You never thought that at the time. Though, surely, you always knew it, as you knew the number of fingers it would take to close a fist over something, even if that something was only your own palm, which is to say, only nothing. Yours was really only an empty rage whose promise would never fully be realized. It would never be felt in the form of bones punching real bones, glove on real hand, tooth in real cheek. Only your prints were real, and your books, real spines, really broken. Because painting beat you. You ended defeated and creeping away, forever injured, forever angry and wanting to injure back whatever had injured you by permitting you to beat it, permitted you to feel that it had loved you too.

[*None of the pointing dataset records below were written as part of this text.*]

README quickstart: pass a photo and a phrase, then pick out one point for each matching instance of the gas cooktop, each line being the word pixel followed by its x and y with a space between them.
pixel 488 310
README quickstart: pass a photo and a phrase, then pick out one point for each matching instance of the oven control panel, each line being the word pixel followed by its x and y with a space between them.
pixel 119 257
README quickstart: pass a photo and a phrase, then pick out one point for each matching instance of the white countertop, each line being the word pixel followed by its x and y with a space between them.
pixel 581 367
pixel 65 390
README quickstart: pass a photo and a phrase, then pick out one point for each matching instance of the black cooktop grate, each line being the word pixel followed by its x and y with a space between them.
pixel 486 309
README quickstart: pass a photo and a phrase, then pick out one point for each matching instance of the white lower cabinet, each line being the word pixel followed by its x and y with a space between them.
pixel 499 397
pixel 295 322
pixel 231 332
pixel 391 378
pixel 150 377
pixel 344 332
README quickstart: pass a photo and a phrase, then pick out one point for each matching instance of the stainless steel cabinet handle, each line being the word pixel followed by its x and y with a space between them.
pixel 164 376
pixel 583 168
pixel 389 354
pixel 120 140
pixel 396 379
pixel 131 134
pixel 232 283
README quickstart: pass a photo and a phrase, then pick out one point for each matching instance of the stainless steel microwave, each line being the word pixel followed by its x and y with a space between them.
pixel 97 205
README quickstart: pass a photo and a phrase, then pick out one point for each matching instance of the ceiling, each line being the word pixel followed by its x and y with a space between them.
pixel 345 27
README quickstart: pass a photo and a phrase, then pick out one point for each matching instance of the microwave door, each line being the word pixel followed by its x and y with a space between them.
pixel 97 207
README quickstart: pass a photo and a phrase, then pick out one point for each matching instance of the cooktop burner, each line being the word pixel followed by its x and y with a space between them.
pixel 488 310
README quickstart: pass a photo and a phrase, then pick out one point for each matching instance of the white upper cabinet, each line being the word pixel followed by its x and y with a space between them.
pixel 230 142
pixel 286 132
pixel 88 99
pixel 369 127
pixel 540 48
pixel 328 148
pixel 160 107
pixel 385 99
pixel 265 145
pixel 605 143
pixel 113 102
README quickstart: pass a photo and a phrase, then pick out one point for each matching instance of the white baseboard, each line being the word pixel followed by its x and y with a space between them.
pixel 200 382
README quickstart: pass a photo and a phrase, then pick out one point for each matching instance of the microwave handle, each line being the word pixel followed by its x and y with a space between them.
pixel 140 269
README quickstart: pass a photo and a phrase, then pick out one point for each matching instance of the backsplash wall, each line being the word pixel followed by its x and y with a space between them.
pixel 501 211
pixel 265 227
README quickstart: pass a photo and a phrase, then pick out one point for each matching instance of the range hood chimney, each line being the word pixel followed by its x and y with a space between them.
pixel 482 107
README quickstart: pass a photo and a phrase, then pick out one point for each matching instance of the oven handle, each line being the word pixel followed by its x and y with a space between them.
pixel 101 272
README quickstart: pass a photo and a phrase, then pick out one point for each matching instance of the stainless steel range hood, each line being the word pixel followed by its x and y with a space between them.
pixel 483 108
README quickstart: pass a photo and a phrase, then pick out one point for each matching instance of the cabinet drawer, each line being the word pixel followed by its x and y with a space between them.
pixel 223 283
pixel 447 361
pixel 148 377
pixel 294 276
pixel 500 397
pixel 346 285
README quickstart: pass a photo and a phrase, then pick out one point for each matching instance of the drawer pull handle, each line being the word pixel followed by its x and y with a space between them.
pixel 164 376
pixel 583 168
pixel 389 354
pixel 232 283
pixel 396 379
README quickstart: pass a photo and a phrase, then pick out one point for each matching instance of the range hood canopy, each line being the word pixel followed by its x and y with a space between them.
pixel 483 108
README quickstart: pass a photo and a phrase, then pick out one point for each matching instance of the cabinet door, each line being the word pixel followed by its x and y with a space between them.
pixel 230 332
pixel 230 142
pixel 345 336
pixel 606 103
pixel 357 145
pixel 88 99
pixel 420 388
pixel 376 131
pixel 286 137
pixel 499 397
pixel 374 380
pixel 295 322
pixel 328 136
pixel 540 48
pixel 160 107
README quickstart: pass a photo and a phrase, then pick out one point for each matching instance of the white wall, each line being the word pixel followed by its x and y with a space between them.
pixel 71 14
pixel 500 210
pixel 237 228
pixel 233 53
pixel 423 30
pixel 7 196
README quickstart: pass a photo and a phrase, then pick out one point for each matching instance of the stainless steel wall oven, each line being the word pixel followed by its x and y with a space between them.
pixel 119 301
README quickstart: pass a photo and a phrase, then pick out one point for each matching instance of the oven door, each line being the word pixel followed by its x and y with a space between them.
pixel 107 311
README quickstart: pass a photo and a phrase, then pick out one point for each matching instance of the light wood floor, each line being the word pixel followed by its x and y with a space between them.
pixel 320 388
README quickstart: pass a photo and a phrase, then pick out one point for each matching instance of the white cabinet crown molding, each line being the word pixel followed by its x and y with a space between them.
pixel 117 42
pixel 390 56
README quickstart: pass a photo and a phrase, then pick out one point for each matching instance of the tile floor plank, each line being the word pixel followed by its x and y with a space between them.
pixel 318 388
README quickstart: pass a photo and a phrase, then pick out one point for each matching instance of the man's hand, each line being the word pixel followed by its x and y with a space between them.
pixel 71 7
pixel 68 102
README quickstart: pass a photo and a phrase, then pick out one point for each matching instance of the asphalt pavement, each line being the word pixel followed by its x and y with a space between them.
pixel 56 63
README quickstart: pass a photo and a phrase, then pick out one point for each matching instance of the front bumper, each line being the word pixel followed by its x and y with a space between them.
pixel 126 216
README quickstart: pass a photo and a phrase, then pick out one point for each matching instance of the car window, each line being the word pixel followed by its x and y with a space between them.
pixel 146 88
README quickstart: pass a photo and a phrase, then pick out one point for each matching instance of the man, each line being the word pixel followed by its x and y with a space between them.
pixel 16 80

You felt so empty, so full of smoke, so lost speeding on a back road of vague feelings, phantom pains. They were only neurons, you thought, only triggers firing in your brain, releasing chemicals and minerals within you. But feelings did violence to thinking, altered all your knowledge, until facts ceased to be the flow of inference and became clots of what hurt so badly you grasped pen and ink and struck with dots and dashes. You sat and wrote, one summer in the city, for nights and days and nights. You wrote until scabbed ink was all that you could see, until your carton was all gone and your lungs were all that you could feel inside you beating, harder than your heart. You felt as though all love, along with your love of it, had beaten you soundly, as had all painting, along with your hatred of it, which had broken your will. You wrote until something in your brain felt empty as a glove without a mate. You went walking and you found one thrown out on the roadside. It was a lone glove lying. You were a doe struck down.